One of the most notable documents ever issued from the Comptroller's office was a circular letter addressed by McCulloch, in 1864, to the managers of national banks. This circular contains so many excellent suggestions and is so replete with wholesome advice in regard to sound banking methods and management that it can be very profitably read and closely followed by many bankers of the present day, as a safe guide in the conduct of their banking business.

The following are some of the salient features of this circular:

The business of a bank should be carefully and promptly conducted. The books at the close of each day should exhibit the amount of cash on hand, and the exact condition of the bank. In large banks all the books should be balanced daily. In small banks, weekly, or oftener; and as often as every quarter a careful examination of its affairs should be made by committees of the directors appointed for this purpose, and a report of the result of these examinations entered upon the minutes.

The officers of the bank, other than the president, should be appointed to hold their office during the pleasure of the board, and bonds should be executed accordingly. This will obviate the necessity of requiring annual bonds from these officers, and will prevent the occurrence of a time when they will not be under bond. Presidents being annually elected or appointed will, of course, be required to give annual bonds, and whenever an official is reappointed a bond should be required of him.

No loans should be made that are not secured beyond a reasonable contingency. Nothing should be done to foster and encourage speculation. Facilities should be given only to legitimate and prudent transactions. Discounts should be made on as short time as the business of the customer will permit, and payment of all paper at maturity should be insisted upon, no matter whether the bank needs the money or not. A note or a bill should never be renewed merely because the bank may not know where to place the money with equal advantage if the paper is paid. In no other way can the bank properly control the discount line, or make it at all times reliable.

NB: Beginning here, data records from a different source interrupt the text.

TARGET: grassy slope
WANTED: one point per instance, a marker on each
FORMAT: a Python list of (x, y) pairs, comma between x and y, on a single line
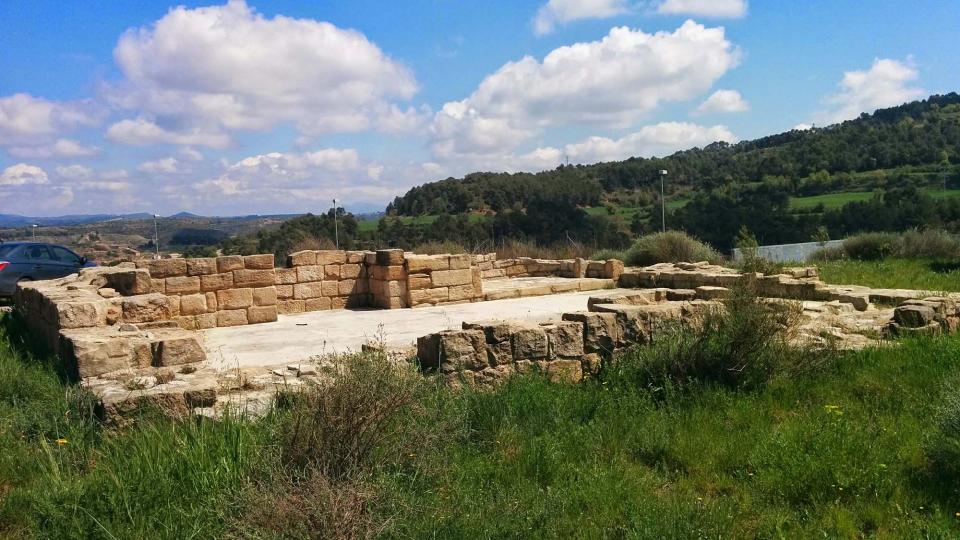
[(839, 454), (893, 273)]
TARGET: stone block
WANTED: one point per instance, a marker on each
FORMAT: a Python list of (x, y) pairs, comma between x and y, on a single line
[(286, 276), (216, 282), (234, 299), (309, 273), (418, 281), (427, 263), (164, 268), (182, 285), (389, 257), (229, 263), (177, 351), (253, 278), (202, 266), (193, 304), (445, 278), (317, 304), (291, 306), (146, 308), (302, 258), (429, 296), (265, 296), (351, 271), (565, 340), (231, 317), (530, 344), (258, 262), (261, 314)]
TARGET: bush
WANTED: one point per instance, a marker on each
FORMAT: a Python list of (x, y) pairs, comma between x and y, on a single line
[(670, 246), (743, 344), (871, 246)]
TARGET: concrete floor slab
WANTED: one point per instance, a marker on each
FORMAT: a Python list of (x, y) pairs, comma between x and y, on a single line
[(298, 337)]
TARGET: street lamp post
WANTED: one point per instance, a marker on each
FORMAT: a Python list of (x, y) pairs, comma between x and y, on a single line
[(336, 232), (156, 236), (663, 205)]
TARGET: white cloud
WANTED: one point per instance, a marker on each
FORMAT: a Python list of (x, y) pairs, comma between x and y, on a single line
[(722, 101), (731, 9), (74, 172), (61, 148), (167, 165), (557, 12), (143, 132), (228, 67), (23, 174), (887, 83), (612, 82), (26, 120), (655, 140)]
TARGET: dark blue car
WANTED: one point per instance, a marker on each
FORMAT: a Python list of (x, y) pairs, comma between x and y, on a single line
[(31, 261)]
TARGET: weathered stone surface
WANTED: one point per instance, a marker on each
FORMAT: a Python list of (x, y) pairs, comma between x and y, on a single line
[(234, 299), (253, 278), (265, 296), (229, 263), (202, 266), (177, 351), (261, 314), (232, 317), (216, 282), (445, 278), (146, 308), (183, 285), (258, 262)]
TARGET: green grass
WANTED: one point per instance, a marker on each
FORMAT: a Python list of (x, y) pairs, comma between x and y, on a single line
[(894, 274), (834, 454)]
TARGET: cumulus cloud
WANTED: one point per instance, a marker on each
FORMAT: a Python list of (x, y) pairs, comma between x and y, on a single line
[(722, 101), (731, 9), (61, 148), (612, 82), (556, 12), (144, 132), (230, 68), (886, 83)]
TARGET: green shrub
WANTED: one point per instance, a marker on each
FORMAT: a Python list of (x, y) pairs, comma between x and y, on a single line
[(871, 246), (670, 246)]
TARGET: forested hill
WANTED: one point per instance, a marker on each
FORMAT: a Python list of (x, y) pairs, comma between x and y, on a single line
[(920, 133)]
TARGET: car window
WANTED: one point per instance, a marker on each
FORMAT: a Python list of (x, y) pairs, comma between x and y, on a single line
[(64, 255), (37, 253)]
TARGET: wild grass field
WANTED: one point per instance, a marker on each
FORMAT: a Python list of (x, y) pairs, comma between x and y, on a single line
[(854, 446)]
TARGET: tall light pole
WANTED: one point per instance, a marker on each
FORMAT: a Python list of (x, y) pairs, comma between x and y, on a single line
[(156, 236), (663, 204), (336, 232)]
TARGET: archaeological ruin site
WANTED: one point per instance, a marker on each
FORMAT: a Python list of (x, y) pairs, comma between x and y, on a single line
[(205, 335)]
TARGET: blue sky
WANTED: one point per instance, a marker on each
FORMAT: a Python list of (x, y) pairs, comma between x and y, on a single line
[(264, 107)]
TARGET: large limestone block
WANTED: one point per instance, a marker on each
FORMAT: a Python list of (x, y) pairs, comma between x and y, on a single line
[(234, 299), (418, 264), (202, 266), (530, 344), (216, 282), (261, 314), (183, 285), (164, 268), (253, 278), (258, 262), (146, 308), (175, 351), (565, 340), (229, 263), (445, 278)]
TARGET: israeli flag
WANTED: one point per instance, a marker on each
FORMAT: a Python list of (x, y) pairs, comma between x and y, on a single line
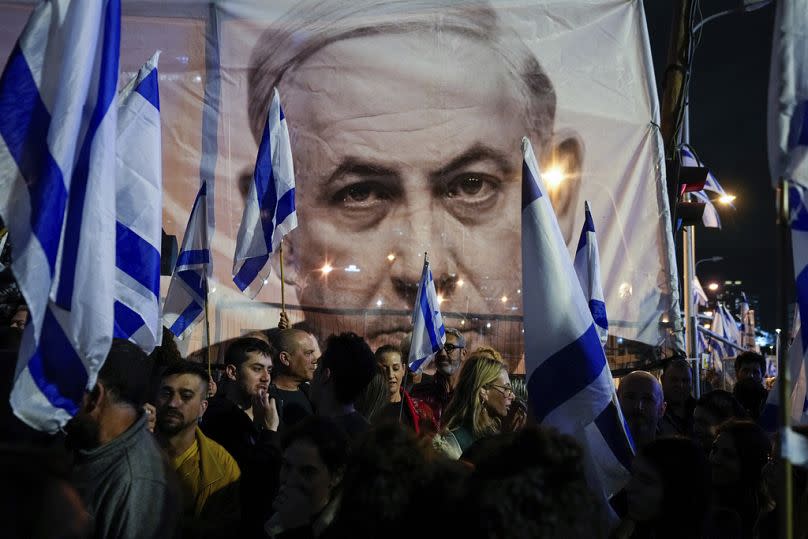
[(187, 293), (428, 332), (270, 211), (570, 385), (587, 267), (139, 204), (58, 126)]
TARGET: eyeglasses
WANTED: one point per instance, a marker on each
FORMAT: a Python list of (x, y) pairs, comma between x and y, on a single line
[(505, 390)]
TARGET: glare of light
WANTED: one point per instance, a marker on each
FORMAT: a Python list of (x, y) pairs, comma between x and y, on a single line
[(553, 177), (726, 198)]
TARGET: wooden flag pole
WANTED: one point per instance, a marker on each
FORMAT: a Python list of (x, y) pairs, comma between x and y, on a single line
[(207, 325), (283, 284), (786, 509)]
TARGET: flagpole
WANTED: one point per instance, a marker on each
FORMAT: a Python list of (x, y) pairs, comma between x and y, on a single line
[(783, 374), (207, 325), (283, 284)]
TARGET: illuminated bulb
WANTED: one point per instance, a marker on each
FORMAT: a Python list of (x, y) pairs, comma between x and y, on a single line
[(552, 177), (726, 199)]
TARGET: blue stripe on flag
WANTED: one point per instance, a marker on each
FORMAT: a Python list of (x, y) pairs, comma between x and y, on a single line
[(137, 258), (24, 125), (576, 365), (107, 89), (59, 373), (598, 310), (286, 206), (127, 321), (186, 318), (530, 186), (149, 90), (429, 321), (610, 427), (191, 258), (249, 270)]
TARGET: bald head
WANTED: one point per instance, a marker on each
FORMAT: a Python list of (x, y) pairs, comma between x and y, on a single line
[(640, 395)]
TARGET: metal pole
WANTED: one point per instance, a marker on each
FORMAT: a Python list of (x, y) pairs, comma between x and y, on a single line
[(786, 277)]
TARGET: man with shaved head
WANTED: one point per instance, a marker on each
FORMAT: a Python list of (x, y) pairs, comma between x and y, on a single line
[(643, 404), (298, 353)]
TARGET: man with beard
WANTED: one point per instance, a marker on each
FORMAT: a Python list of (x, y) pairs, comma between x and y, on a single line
[(244, 420), (209, 477), (437, 391), (119, 471), (643, 404)]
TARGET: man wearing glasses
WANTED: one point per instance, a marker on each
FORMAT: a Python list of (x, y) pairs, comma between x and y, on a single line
[(436, 392)]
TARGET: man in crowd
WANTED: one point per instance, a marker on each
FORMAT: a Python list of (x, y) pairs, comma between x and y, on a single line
[(677, 383), (345, 368), (119, 471), (437, 391), (750, 365), (208, 475), (298, 353), (643, 404), (245, 422)]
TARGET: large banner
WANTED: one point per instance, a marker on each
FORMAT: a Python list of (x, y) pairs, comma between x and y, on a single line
[(405, 119)]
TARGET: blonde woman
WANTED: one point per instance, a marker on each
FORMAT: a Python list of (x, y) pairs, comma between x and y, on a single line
[(480, 402)]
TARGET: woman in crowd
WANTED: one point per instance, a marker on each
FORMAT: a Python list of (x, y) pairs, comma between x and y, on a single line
[(481, 400), (315, 452), (667, 493), (401, 407), (740, 498)]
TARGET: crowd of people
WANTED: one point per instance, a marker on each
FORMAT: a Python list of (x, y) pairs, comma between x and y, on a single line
[(294, 442)]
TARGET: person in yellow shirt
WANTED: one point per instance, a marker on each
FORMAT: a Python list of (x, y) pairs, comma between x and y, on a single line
[(208, 475)]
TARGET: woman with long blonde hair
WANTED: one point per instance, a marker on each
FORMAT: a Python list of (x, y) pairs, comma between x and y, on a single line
[(480, 402)]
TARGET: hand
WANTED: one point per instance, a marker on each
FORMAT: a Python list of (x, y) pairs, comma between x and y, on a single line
[(151, 416), (265, 413), (284, 321)]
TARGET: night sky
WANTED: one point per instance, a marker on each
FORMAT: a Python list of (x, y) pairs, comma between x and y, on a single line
[(728, 104)]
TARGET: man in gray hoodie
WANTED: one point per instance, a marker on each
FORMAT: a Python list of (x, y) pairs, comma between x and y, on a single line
[(119, 471)]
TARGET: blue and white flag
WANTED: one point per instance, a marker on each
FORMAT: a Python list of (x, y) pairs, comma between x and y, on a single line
[(138, 201), (58, 126), (270, 210), (428, 332), (187, 293), (570, 386), (587, 267)]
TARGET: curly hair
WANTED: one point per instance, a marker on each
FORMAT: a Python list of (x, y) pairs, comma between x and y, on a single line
[(466, 407)]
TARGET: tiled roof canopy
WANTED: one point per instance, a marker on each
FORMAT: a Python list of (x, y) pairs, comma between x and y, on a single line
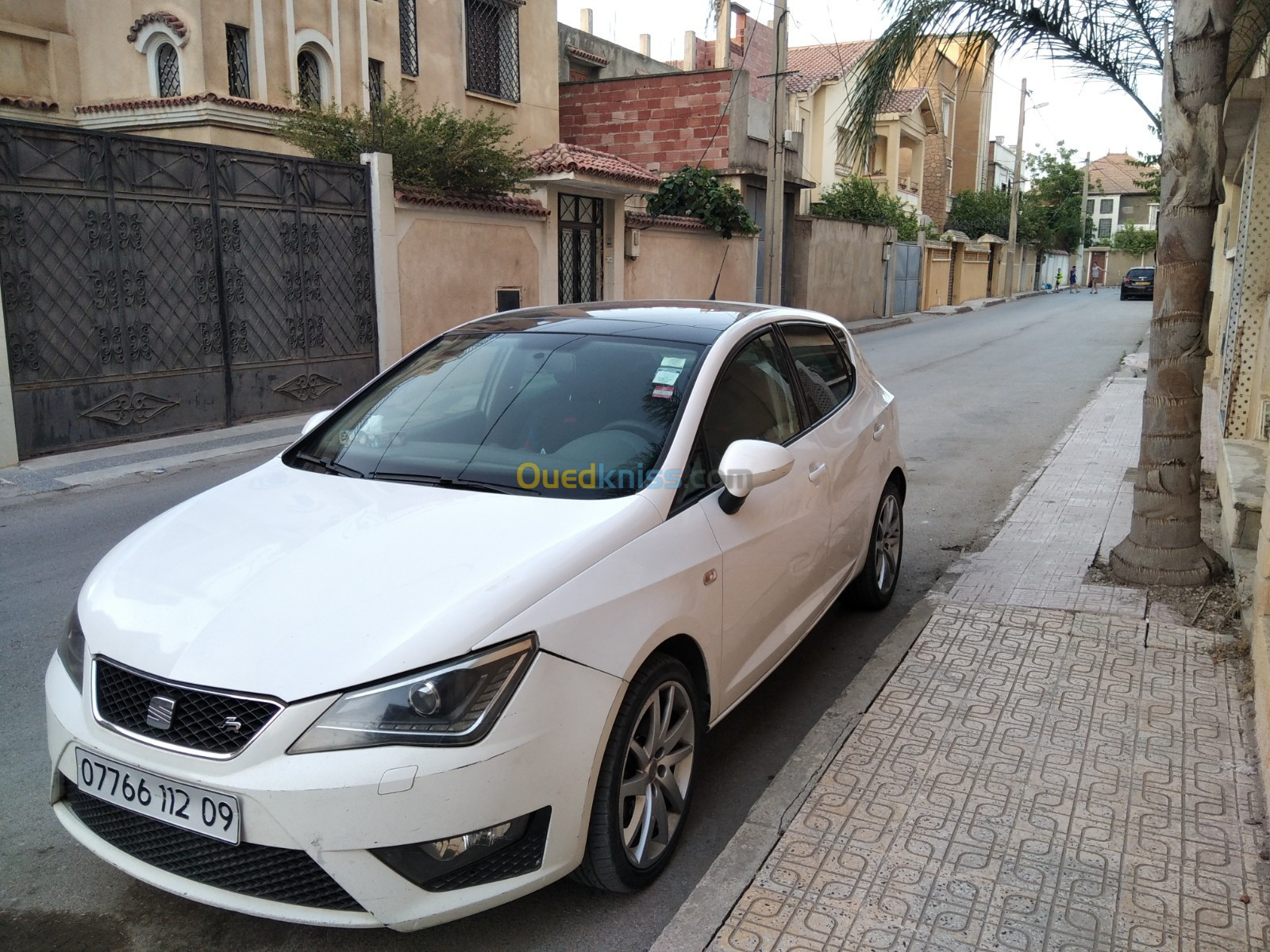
[(175, 102), (903, 101), (471, 202), (29, 103), (586, 56), (173, 22), (590, 162), (817, 63), (1115, 175)]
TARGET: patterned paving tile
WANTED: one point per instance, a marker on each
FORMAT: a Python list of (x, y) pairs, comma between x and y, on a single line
[(1028, 780)]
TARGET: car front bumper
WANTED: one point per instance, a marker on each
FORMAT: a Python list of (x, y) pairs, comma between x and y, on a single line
[(338, 805)]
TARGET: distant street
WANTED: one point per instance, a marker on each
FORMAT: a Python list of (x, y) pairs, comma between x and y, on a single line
[(982, 399)]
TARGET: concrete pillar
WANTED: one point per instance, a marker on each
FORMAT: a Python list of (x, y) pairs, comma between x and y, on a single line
[(387, 290), (8, 427), (690, 50)]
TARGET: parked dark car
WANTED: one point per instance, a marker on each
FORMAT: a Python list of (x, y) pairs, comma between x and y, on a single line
[(1138, 282)]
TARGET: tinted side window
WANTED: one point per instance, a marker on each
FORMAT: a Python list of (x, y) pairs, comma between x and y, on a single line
[(753, 400), (823, 372)]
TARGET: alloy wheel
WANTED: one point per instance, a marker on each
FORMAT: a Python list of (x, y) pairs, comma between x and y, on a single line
[(888, 539), (657, 774)]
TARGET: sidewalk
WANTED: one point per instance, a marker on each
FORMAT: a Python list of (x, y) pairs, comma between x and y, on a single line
[(1049, 767), (105, 465)]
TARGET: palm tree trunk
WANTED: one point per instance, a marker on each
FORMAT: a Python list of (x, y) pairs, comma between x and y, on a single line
[(1164, 543)]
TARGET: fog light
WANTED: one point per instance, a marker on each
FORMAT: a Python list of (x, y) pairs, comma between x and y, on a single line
[(514, 847)]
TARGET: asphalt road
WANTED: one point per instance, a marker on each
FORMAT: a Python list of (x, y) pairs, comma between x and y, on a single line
[(982, 399)]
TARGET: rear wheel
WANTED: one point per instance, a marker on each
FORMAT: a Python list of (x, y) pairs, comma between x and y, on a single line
[(645, 780), (876, 585)]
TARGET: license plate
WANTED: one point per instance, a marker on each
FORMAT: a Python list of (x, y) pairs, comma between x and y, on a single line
[(175, 803)]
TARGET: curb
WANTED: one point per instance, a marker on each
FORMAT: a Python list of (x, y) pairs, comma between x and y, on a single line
[(711, 900)]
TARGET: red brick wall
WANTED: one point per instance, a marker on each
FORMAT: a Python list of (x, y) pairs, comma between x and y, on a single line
[(668, 120)]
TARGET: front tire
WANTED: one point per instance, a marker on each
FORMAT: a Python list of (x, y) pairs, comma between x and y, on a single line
[(645, 780), (876, 585)]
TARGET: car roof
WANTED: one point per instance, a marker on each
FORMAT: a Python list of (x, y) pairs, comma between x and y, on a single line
[(689, 321)]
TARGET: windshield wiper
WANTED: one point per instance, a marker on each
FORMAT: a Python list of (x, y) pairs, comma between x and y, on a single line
[(446, 482), (330, 466)]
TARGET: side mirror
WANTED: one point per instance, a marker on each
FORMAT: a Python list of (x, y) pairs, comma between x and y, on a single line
[(749, 463), (311, 423)]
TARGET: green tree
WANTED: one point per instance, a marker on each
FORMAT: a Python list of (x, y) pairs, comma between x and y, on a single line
[(978, 213), (1051, 213), (856, 198), (698, 194), (1200, 48), (436, 152), (1134, 240)]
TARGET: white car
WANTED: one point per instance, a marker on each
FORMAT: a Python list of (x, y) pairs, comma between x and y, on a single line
[(467, 635)]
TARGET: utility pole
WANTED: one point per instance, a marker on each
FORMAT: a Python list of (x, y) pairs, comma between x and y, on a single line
[(775, 213), (1013, 254), (1085, 201)]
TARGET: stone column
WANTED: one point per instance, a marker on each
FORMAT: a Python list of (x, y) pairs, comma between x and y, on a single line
[(384, 238)]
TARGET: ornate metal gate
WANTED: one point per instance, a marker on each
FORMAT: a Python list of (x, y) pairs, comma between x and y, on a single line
[(154, 286)]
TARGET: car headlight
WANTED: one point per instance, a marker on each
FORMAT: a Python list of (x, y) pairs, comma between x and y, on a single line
[(452, 704), (70, 651)]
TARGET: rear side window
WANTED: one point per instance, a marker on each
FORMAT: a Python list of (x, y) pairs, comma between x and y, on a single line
[(825, 374)]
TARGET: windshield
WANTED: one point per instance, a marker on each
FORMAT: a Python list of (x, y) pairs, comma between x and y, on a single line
[(552, 414)]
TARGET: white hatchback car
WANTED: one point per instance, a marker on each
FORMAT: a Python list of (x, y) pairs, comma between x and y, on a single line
[(467, 635)]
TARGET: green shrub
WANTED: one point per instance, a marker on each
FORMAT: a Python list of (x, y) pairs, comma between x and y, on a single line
[(698, 194), (437, 152)]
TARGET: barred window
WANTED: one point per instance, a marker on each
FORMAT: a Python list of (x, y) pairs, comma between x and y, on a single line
[(495, 48), (410, 29), (237, 57), (309, 69), (168, 70)]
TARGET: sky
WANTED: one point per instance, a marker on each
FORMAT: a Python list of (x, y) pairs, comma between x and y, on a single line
[(1085, 114)]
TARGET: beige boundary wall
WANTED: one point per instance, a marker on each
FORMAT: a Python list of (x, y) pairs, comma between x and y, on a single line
[(683, 260), (838, 267)]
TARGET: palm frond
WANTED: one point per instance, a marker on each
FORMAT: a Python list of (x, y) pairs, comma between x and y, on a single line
[(1115, 41)]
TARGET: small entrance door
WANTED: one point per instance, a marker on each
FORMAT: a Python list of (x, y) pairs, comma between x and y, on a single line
[(582, 236)]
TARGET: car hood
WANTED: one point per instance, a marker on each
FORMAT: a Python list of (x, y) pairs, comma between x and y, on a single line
[(295, 584)]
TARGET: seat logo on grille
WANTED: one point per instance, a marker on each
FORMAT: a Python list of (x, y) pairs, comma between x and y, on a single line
[(160, 712)]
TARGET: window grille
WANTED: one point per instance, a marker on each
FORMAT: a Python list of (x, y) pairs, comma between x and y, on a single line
[(168, 67), (410, 29), (310, 79), (495, 48), (237, 56)]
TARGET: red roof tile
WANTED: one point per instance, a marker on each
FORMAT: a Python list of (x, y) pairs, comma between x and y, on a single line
[(903, 101), (1115, 175), (590, 162), (46, 106), (817, 63), (175, 22), (175, 102), (586, 56), (679, 222), (471, 202)]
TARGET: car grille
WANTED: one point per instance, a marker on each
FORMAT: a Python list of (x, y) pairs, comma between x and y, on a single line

Distribute the loans rather than concentrate them in a few hands. Large loans to a single individual or firm, although sometimes proper and necessary, are generally injudicious and frequently unsafe. Large borrowers are apt to control the bank, and when this is the relation between a bank and its customers, it is not difficult to decide which in the end will suffer. Every dollar that a bank loans above its capital and surplus it owes for, and its managers are therefore under the strongest obligations to its creditors, as well as to its stockholders, to keep its discounts constantly under its control.

A bank should treat its customers liberally, bearing in mind that it prospers as its customers prosper, but the customers should never be permitted to dictate its policy.

If the propriety of discounting an offering is doubted, give the bank the benefit of the doubt and decline it. If the bank has any reason to distrust the integrity of a customer, close his account. Never deal with a rascal under the impression that you can prevent him from cheating you. The risk in such cases is greater than the profits.

In business, know no man's politics. Manage the bank as a business institution, and let no political partiality or prejudice influence your judgment or action in the conduct of its affairs.

Pay the officers such salaries as will enable them to live comfortably and respectably without stealing, and require of them entire services. If an officer lives beyond his means, dismiss him, even if his excess of expenditures can be explained consistently with his integrity, still dismiss him. A man cannot be a safe officer of a bank who spends more than he earns.

The capital of a bank should be a reality, not a fiction, and it should be owned by those who have money to lend, and not by borrowers.

Every banker under the national system should feel that the reputation of the system, in a measure, depends upon the manner in which his particular institution is conducted, and that, as far as his influence and his management extend, he is responsible for its success. It should be the chief aim, therefore, of the managers of the banks, to make their respective institutions strong, not only to keep their capital from being impaired, but gradually to create a surplus that will be a protection to their capital and to their creditors in the trying times that will sooner or later happen to all banking institutions. There are few items that will have a better look upon the balance sheet, and none that is better calculated to give aid and comfort to the managers of a bank, and to secure for it the confidence of the people, than a large surplus fund. Create, then, a good surplus, if even for a short time the stockholders have to be kept on short commons in the way of dividends to do it.

Pursue a straightforward, upright, legitimate banking business. Never be tempted by the prospect of large returns to do anything but what may be properly done under the National Currency Act. "Splendid financiering" is not legitimate banking, and "splendid financiers" in banking are generally humbugs or rascals.

If the rules laid down by McCulloch in this circular were strictly followed by bank managers, bank failures would be few and far between and losses to depositors and stockholders would be reduced to a minimum.